L'accès à la justice et l'accès au droit ont partie liée en ce qu'il faut parfois saisir un juge pour que son droit subjectif soit effectif et parce qu'il faut d'abord connaître le droit pour s'en prévaloir en justice. Mais il faut aussi parfois écarter les procédures, et son droit au juge, pour trouver directement satisfaction, par les règlements alternatifs des différents. Le droit positif a posé le droit d'accès au juge, allant jusqu'à l'exécution, mais non d'une façon aussi forte le droit de former recours. Plus encore, l'accès au droit demeure le plus souvent de l'ordre de la politique publique plutôt que de la prérogative effective.

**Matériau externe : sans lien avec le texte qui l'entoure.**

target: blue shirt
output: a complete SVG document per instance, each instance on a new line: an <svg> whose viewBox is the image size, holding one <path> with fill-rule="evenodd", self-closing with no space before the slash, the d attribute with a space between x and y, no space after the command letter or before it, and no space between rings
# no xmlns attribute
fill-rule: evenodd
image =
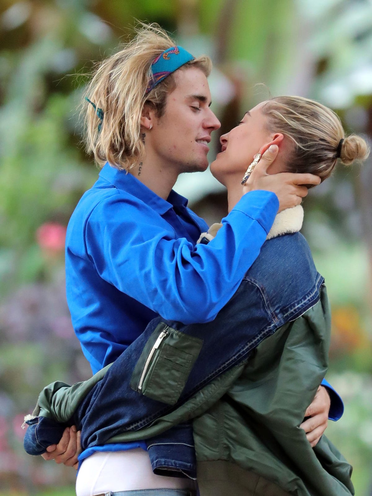
<svg viewBox="0 0 372 496"><path fill-rule="evenodd" d="M66 294L93 373L158 314L186 324L212 320L258 256L279 208L273 193L247 193L216 238L195 246L208 226L187 204L173 190L163 199L107 163L77 205L67 228ZM110 449L139 446L145 447Z"/></svg>
<svg viewBox="0 0 372 496"><path fill-rule="evenodd" d="M130 174L104 166L67 228L66 275L72 323L93 373L113 362L158 314L213 320L258 255L276 195L244 195L209 245L208 226L172 191L167 201Z"/></svg>

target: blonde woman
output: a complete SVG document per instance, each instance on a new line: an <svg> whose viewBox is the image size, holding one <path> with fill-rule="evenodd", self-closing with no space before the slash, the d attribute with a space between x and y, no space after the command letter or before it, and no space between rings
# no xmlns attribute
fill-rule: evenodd
<svg viewBox="0 0 372 496"><path fill-rule="evenodd" d="M298 97L263 102L221 143L211 169L227 187L230 211L239 201L242 178L246 179L247 158L257 164L270 147L279 147L279 152L269 174L296 168L322 180L338 159L349 165L368 154L362 138L345 136L331 111ZM41 395L39 414L82 427L88 450L150 438L150 457L157 461L159 453L162 457L160 465L153 464L155 471L189 474L195 464L192 435L191 426L182 423L196 417L201 496L353 494L350 466L325 436L316 443L303 428L308 405L326 371L330 315L324 279L298 233L303 215L299 205L277 216L259 256L212 322L185 326L155 319L96 376L86 395L83 384L71 418L64 417L58 406L69 402L71 414L66 392L71 390L54 385ZM223 228L215 226L214 235L217 228ZM200 241L208 243L213 237L205 233ZM111 490L108 474L116 477L116 465L113 460L109 467L104 462L94 483L98 489L105 482L105 491ZM91 494L86 481L92 475L90 464L83 462L79 495ZM124 474L123 481L126 477L130 478Z"/></svg>

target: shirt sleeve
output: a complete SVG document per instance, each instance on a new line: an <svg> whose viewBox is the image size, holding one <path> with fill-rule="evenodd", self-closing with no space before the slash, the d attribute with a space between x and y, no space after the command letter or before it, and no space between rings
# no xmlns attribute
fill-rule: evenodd
<svg viewBox="0 0 372 496"><path fill-rule="evenodd" d="M208 245L176 239L150 207L117 194L100 202L85 225L87 254L98 274L168 319L212 320L255 260L276 215L274 193L244 195Z"/></svg>
<svg viewBox="0 0 372 496"><path fill-rule="evenodd" d="M339 420L344 413L344 404L341 396L325 379L322 381L322 385L326 387L330 398L330 408L328 415L329 420Z"/></svg>

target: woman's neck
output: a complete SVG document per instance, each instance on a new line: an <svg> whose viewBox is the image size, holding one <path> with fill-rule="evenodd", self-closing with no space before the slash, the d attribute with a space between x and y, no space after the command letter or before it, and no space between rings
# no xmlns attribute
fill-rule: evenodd
<svg viewBox="0 0 372 496"><path fill-rule="evenodd" d="M243 195L241 174L229 176L225 186L228 190L228 209L229 212L234 208Z"/></svg>

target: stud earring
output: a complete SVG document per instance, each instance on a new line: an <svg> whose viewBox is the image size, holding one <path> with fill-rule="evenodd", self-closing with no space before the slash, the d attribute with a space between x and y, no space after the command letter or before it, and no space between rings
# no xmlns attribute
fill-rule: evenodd
<svg viewBox="0 0 372 496"><path fill-rule="evenodd" d="M248 181L249 176L251 175L252 173L254 170L254 168L257 165L258 162L261 160L262 155L261 153L257 153L257 155L254 156L254 158L253 159L253 161L250 164L249 167L247 169L247 172L244 175L243 179L241 180L241 184L244 185Z"/></svg>

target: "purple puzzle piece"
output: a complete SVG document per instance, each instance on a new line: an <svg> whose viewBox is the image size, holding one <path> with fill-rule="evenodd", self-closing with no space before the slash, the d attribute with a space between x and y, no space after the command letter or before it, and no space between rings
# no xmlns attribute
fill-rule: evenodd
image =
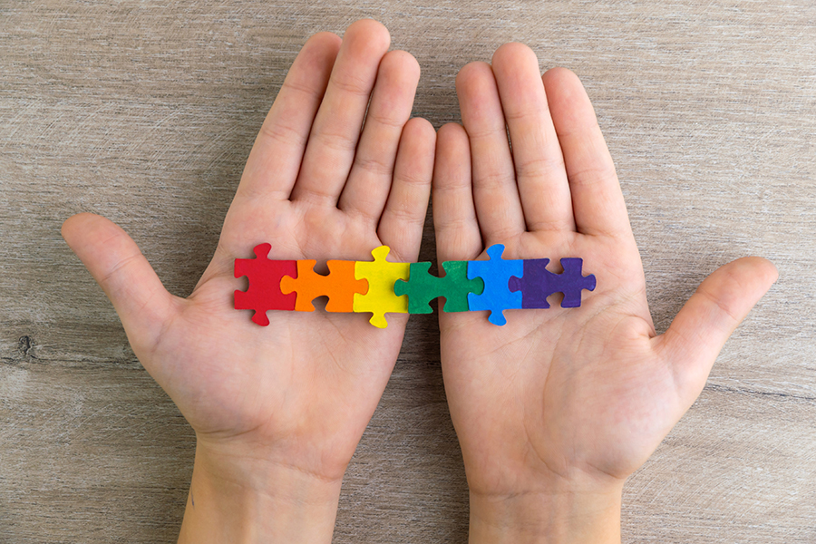
<svg viewBox="0 0 816 544"><path fill-rule="evenodd" d="M521 277L510 278L510 291L521 291L522 308L549 308L547 297L553 293L563 293L562 308L577 308L581 306L581 290L595 289L595 276L581 276L582 258L562 258L564 272L553 274L547 269L549 258L524 259L524 274Z"/></svg>

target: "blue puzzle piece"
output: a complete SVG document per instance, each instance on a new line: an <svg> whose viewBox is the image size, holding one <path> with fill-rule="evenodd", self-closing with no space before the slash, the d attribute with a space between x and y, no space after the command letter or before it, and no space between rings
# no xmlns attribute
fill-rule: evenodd
<svg viewBox="0 0 816 544"><path fill-rule="evenodd" d="M487 250L490 260L469 261L468 279L481 277L484 281L484 291L481 295L468 293L468 309L490 310L488 321L493 325L504 325L504 310L521 307L521 293L512 293L508 288L511 277L524 277L524 267L521 259L501 258L504 246L496 244Z"/></svg>
<svg viewBox="0 0 816 544"><path fill-rule="evenodd" d="M549 308L547 297L554 293L563 293L562 308L577 308L581 306L581 290L595 289L595 276L582 276L581 258L562 258L561 274L553 274L547 269L549 258L531 258L524 261L524 275L510 277L508 287L510 291L520 291L522 308Z"/></svg>

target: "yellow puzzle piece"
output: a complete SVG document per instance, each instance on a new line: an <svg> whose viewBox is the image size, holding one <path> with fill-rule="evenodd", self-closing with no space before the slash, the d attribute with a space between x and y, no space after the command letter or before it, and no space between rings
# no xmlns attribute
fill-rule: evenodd
<svg viewBox="0 0 816 544"><path fill-rule="evenodd" d="M374 314L370 322L379 328L388 326L386 312L408 313L408 296L394 295L393 284L398 279L408 280L411 264L386 261L389 251L388 246L380 246L371 252L374 257L373 262L357 261L355 266L355 279L367 279L368 292L365 295L355 293L354 311Z"/></svg>

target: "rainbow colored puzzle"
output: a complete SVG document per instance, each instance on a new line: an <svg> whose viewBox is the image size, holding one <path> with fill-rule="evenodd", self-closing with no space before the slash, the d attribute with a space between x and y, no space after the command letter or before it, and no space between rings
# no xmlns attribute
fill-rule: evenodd
<svg viewBox="0 0 816 544"><path fill-rule="evenodd" d="M443 312L489 310L488 318L504 325L504 310L549 308L547 297L562 293L562 308L581 306L581 291L595 289L595 276L583 276L583 259L561 259L564 271L547 270L549 258L505 259L504 246L487 249L489 259L445 261L442 277L428 271L430 262L393 263L390 248L371 252L373 261L330 260L326 276L314 260L273 260L270 244L255 247L255 258L235 259L235 277L246 276L249 288L235 292L235 309L255 310L252 321L269 325L268 310L313 312L312 301L328 296L327 312L371 313L371 324L388 325L385 314L430 314L430 302L442 296Z"/></svg>

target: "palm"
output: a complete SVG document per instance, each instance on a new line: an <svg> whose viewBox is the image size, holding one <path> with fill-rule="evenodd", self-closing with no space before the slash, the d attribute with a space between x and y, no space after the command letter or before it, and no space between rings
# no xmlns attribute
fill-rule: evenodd
<svg viewBox="0 0 816 544"><path fill-rule="evenodd" d="M232 307L233 263L263 242L277 259L368 260L383 244L393 259L415 259L435 137L427 121L408 121L416 61L386 53L388 44L384 27L362 21L342 45L322 34L304 46L189 298L170 296L109 221L83 215L63 228L199 444L242 444L339 479L376 406L407 316L380 330L367 316L269 311L261 327Z"/></svg>
<svg viewBox="0 0 816 544"><path fill-rule="evenodd" d="M547 492L554 480L624 480L690 406L719 347L774 274L759 259L724 267L656 336L588 99L567 71L541 83L532 52L503 46L492 66L460 73L464 130L439 133L440 260L475 258L502 243L505 258L582 257L584 273L597 278L579 308L550 300L549 309L507 311L500 327L480 314L440 316L445 389L471 491L490 496Z"/></svg>

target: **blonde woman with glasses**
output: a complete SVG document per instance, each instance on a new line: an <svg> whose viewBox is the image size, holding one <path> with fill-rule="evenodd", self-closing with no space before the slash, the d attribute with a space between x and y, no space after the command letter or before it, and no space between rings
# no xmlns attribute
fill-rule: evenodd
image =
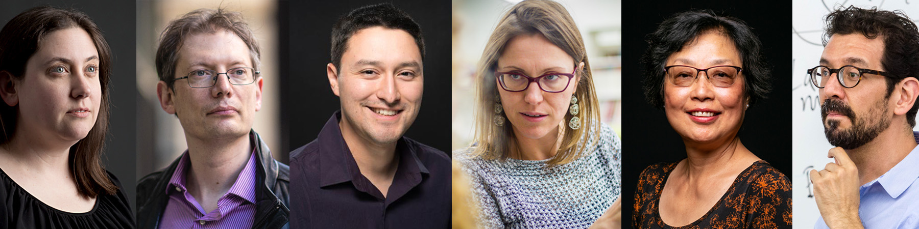
<svg viewBox="0 0 919 229"><path fill-rule="evenodd" d="M523 1L498 22L477 72L475 139L453 152L483 227L618 227L619 139L599 118L568 11Z"/></svg>

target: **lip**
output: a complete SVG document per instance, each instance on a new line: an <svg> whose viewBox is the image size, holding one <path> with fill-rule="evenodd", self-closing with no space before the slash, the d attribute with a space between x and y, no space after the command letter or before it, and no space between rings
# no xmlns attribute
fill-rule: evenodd
<svg viewBox="0 0 919 229"><path fill-rule="evenodd" d="M236 113L239 113L239 110L236 110L236 107L233 107L232 105L226 105L226 106L218 106L217 108L210 110L210 112L208 112L208 115L210 114L227 115Z"/></svg>
<svg viewBox="0 0 919 229"><path fill-rule="evenodd" d="M539 115L539 116L534 117L532 115ZM539 112L521 112L520 116L523 116L523 119L528 122L538 123L549 117L549 114Z"/></svg>
<svg viewBox="0 0 919 229"><path fill-rule="evenodd" d="M374 107L374 106L365 106L365 107L367 107L367 110L369 111L374 117L376 117L378 120L382 120L382 121L396 120L399 118L399 116L402 115L403 111L404 111L404 109L401 108ZM387 115L377 113L377 111L380 111L383 113L394 113L394 114L392 114L391 115Z"/></svg>
<svg viewBox="0 0 919 229"><path fill-rule="evenodd" d="M86 107L80 107L67 111L67 114L74 115L76 117L88 117L90 113L92 112L89 111L89 108Z"/></svg>
<svg viewBox="0 0 919 229"><path fill-rule="evenodd" d="M697 116L693 115L693 113L703 112L703 113L712 113L711 116ZM698 124L710 124L718 120L718 117L721 115L721 112L717 110L712 110L709 108L696 108L686 111L686 115L689 115L689 119Z"/></svg>

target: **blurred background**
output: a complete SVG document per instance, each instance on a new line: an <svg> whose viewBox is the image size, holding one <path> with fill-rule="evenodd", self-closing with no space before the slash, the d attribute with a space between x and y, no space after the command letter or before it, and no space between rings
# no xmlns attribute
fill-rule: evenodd
<svg viewBox="0 0 919 229"><path fill-rule="evenodd" d="M791 129L792 146L792 196L795 204L792 213L795 228L813 228L820 212L813 199L811 186L812 169L823 169L826 163L833 162L826 153L833 146L826 141L823 120L820 115L820 92L811 83L807 70L820 65L820 56L823 53L823 17L839 7L856 5L860 8L878 7L882 10L900 9L913 22L919 23L919 5L909 1L794 1L791 4L791 63L789 78L785 82L791 83ZM786 35L789 36L789 35ZM781 72L781 71L779 71ZM784 86L788 87L788 86ZM919 126L913 128L919 131Z"/></svg>
<svg viewBox="0 0 919 229"><path fill-rule="evenodd" d="M159 36L168 23L199 8L221 7L241 12L262 49L262 109L253 129L267 143L278 161L287 163L279 86L287 72L286 1L199 0L137 2L137 177L167 167L187 148L185 133L176 115L163 111L156 96L155 54ZM130 17L128 17L130 18ZM117 19L116 19L117 20ZM123 20L123 18L122 18ZM129 20L130 21L130 20Z"/></svg>
<svg viewBox="0 0 919 229"><path fill-rule="evenodd" d="M475 71L498 20L519 0L453 0L452 148L474 133ZM620 0L556 0L571 14L590 60L600 118L622 136L622 4Z"/></svg>
<svg viewBox="0 0 919 229"><path fill-rule="evenodd" d="M121 182L124 193L128 195L131 208L134 207L137 180L134 161L136 161L134 129L137 118L134 116L134 8L132 1L93 1L93 0L3 0L0 1L0 25L6 25L19 13L27 9L51 5L74 8L83 11L102 29L102 34L112 51L112 74L108 84L111 114L108 118L108 135L103 149L102 162ZM120 10L119 10L120 9ZM128 18L128 19L125 19Z"/></svg>

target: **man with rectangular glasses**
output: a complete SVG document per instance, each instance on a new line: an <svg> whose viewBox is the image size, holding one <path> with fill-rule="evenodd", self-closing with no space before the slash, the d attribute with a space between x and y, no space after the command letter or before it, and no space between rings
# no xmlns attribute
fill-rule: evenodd
<svg viewBox="0 0 919 229"><path fill-rule="evenodd" d="M236 12L195 10L163 32L156 93L188 149L138 182L139 228L288 227L289 168L252 129L260 55Z"/></svg>
<svg viewBox="0 0 919 229"><path fill-rule="evenodd" d="M815 228L919 228L919 32L901 12L850 6L826 16L820 88L835 162L811 170Z"/></svg>

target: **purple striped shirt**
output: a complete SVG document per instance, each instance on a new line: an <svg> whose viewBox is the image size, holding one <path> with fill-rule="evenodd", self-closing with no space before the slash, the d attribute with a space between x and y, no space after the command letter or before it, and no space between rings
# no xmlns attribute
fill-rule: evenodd
<svg viewBox="0 0 919 229"><path fill-rule="evenodd" d="M255 151L236 182L217 200L217 209L210 213L204 213L201 204L186 189L188 165L188 151L186 150L166 185L169 203L160 219L160 228L251 228L255 215Z"/></svg>

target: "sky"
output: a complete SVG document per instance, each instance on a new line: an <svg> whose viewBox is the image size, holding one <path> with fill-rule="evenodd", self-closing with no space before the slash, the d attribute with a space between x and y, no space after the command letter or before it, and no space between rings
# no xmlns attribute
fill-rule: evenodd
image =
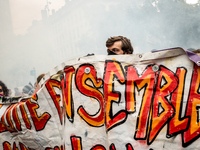
<svg viewBox="0 0 200 150"><path fill-rule="evenodd" d="M199 0L186 0L196 4ZM65 4L65 0L10 0L13 30L16 35L25 34L33 20L41 20L41 10L48 4L50 14Z"/></svg>
<svg viewBox="0 0 200 150"><path fill-rule="evenodd" d="M146 13L147 9L140 9L143 7L141 4L149 2L150 0L142 0L140 2L137 0L127 0L126 3L124 3L124 0L110 0L110 3L107 3L107 0L96 0L94 3L90 1L89 5L95 8L95 11L85 9L88 8L84 6L85 0L71 1L74 3L77 2L77 4L80 4L80 7L76 7L76 5L65 5L65 2L67 2L66 0L9 1L13 31L16 35L23 35L15 36L17 41L20 41L19 43L12 44L12 41L8 39L8 42L10 42L9 46L5 45L5 47L0 49L0 59L3 64L6 64L6 67L2 68L3 71L0 72L0 80L5 81L8 87L11 88L22 86L28 83L28 81L34 83L35 79L30 76L30 70L33 68L36 69L37 75L39 75L39 73L46 73L56 65L59 65L63 61L68 61L71 58L85 56L89 53L105 55L105 40L111 35L123 35L131 39L134 46L134 53L143 53L152 49L182 46L184 43L186 43L186 46L191 45L192 48L200 47L198 44L199 36L196 35L199 32L196 32L196 30L185 32L189 34L187 34L188 40L183 38L185 36L179 36L182 31L186 31L186 27L187 29L189 27L191 30L193 27L183 26L185 20L184 15L177 16L176 21L174 21L175 23L172 24L170 23L170 20L174 20L174 18L170 17L173 16L173 12L171 11L165 11L165 9L163 9L163 12L165 11L163 14L166 15L160 13L160 15L154 16L155 13L152 13L154 12L154 9L150 9L153 11L149 12L148 15ZM124 10L115 7L111 9L112 1L117 1L122 4L120 7L129 9ZM192 5L196 4L198 0L186 0L186 2ZM62 18L60 18L58 15L55 15L57 19L60 19L58 23L62 23L59 24L62 26L56 24L56 27L59 27L59 29L62 30L54 28L55 30L53 29L52 33L50 32L50 36L45 32L46 30L42 31L43 35L46 35L46 37L43 38L40 31L32 30L34 28L29 29L29 27L32 26L34 20L40 22L42 19L41 10L45 9L47 4L50 10L49 15L51 15L53 9L57 11L64 5L67 7L63 8L73 9L70 12L67 12L69 15L66 15L65 17L62 16ZM130 5L130 7L127 5ZM74 7L76 8L74 9ZM171 4L169 3L169 6L166 7L171 8ZM102 8L106 8L106 11ZM65 9L64 12L68 9ZM112 11L108 13L107 9ZM57 14L60 15L59 12ZM118 18L113 17L116 16L116 14L118 15ZM80 17L76 19L79 15ZM52 16L50 18L55 17ZM115 24L114 28L113 24ZM195 28L199 25L199 22L193 21L192 25L194 25ZM66 26L67 28L65 28ZM99 31L99 29L101 29L101 31ZM168 31L167 34L165 32L166 30ZM29 34L28 32L30 31L34 31L34 34L31 34L32 32ZM56 33L54 33L54 31L56 31ZM161 36L162 34L166 36ZM74 39L78 40L76 41ZM194 41L190 39L193 39ZM55 52L57 55L53 55ZM68 53L70 53L70 55L68 55ZM10 61L11 58L12 61ZM46 58L45 61L44 58Z"/></svg>
<svg viewBox="0 0 200 150"><path fill-rule="evenodd" d="M14 33L25 34L33 20L41 20L41 10L48 4L50 14L65 4L65 0L10 0Z"/></svg>

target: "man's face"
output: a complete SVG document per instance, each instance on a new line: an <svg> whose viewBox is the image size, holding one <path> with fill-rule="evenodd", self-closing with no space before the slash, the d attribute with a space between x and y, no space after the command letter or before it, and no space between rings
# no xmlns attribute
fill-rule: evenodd
<svg viewBox="0 0 200 150"><path fill-rule="evenodd" d="M108 54L113 52L116 55L123 55L124 51L122 50L122 41L116 41L112 46L107 47Z"/></svg>

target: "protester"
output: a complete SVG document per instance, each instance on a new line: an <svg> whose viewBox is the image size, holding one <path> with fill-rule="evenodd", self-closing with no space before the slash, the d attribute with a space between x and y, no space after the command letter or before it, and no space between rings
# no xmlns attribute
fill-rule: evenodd
<svg viewBox="0 0 200 150"><path fill-rule="evenodd" d="M36 82L35 82L35 91L34 91L34 93L36 93L40 88L41 88L41 86L40 86L40 81L42 80L42 78L45 76L45 74L44 73L42 73L42 74L40 74L38 77L37 77L37 80L36 80Z"/></svg>
<svg viewBox="0 0 200 150"><path fill-rule="evenodd" d="M33 85L29 82L27 85L25 85L22 89L22 96L31 96L34 92Z"/></svg>
<svg viewBox="0 0 200 150"><path fill-rule="evenodd" d="M9 90L2 81L0 81L0 95L1 96L9 96Z"/></svg>
<svg viewBox="0 0 200 150"><path fill-rule="evenodd" d="M108 38L106 47L108 55L132 54L134 51L131 41L123 36L113 36Z"/></svg>

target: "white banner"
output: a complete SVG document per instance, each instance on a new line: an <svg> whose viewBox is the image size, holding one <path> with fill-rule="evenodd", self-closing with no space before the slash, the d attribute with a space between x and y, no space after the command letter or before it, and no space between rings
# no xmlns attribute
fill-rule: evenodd
<svg viewBox="0 0 200 150"><path fill-rule="evenodd" d="M41 85L0 106L0 149L200 149L200 68L180 48L77 58Z"/></svg>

Référence complète : FRISON-ROCHE, Marie-Anne, Le droit d'accès à la justice et au droit, in , CABRILLAC, Rémy, FRISON-ROCHE, Marie-Anne et REVET, Thierry (dir.), Libertés et droits fondamentaux, 18ième éd, Dalloz, 2012, Paris, p. 535-555.
Lire le résumé de l'article ci-dessous.
Les pays occidentaux se caractérisent en ce qu'ils sont des Etats de droit, c'est-à-dire que les Etats acceptent d'utilisent leur puissance pour entraver leur puissance, ce qui explique que le monopole de la violence qu'ils détaillent soit par ailleurs acceptable. Mais le droit doit être effectif. Cette effectivité, qui rend seul le droit "positif", a plus encore de sens lorsqu'elle concerne les prérogatives des personnes, c'est-à-dire les droits subjectifs, et au coeur de ceux-ci, les droits subjectifs considérés comme de seconde nature, à savoir les droits de l'homme.
C'est pourquoi depuis quelques décennies, ce qui est relativement récent, le système juridique développe un droit d'accès à la justice et un droit d'accès au droit. Le premier, sous la pression européenne et constitutionnelle, tend à devenir effectif. Le second demeure de l'ordre des politiques publiques.
Le droit d'accès au juge, que l'on désigne souvent désormais comme "le droit au juge", est requis parce que si une personne est titulaire d'un droit subjectif, que celui-ci soit considéré comme préalable à la loi (droit de l'homme) ou conféré par la loi (légicentrisme), il n'est effectif qui si, en cas de contestation ou de non-application spontané, le titulaire peut atteindre un juge qui, faisant application des règles de droit, reconnaîtra sa prérogative et la rendra effective, la force publique intervenant dans un second temps.
Ainsi, l'accès au droit passe par l'accès à la justice. C'est pourquoi en 1996 le Conseil constitutionnel a posé que sans organisation par la loi d'un recours au juge, "il n'y a pas de Constitution", signifiant par là que tout le système juridique repose sur ce point. Cela explique aussi que l'article 6 de la Convention Européenne des Droits de l'Homme, confére à chacun un "droit au juge" ait pris une telle importance en droit européen et dans tous les droits nationaux des Etats signataires.
Mais il y a loin de l'affirmation à la réalité. En effet, le coût et la lenteur des procédures rend le droit à un jugement exécuté peu effectif. Rapport après rapport, on cherche des solutions. L'aide juridictionnelle accrue, procédure réformée, organisation professionnelle remaniée, pour l'instant n'y ont rien fait. Le problème demeure.
La solution parfois est alors d'écarter le recours au juge et au droit pour permettre, par arrangement, transaction, etc., d'obtenir satisfaction. Les modes de réglement alternatif des litiges prennent place, en dehors ou à l'intérieur même des juridictions.
Quant à l'accès au droit, on en est encore plus loin. Le droit est le plus souvent incompréhensible et impréhensible.
Pour y parer, le système juridique, à travers la jurisprudence, fait monter en puissance ces nouveaux principes que seraient la sécurité juridique ou la croyance légitime, dont par exemple la non-rétroactivité de la loi n'auraient été qu'un exemple.
D'une façon plus générale, cet engouement pour le droit et pour le juge n'a pas que des effets heureux, écartant d'autres mécanismes sociaux et rendant en cela la paix sociale et celle des famille plus fragiles.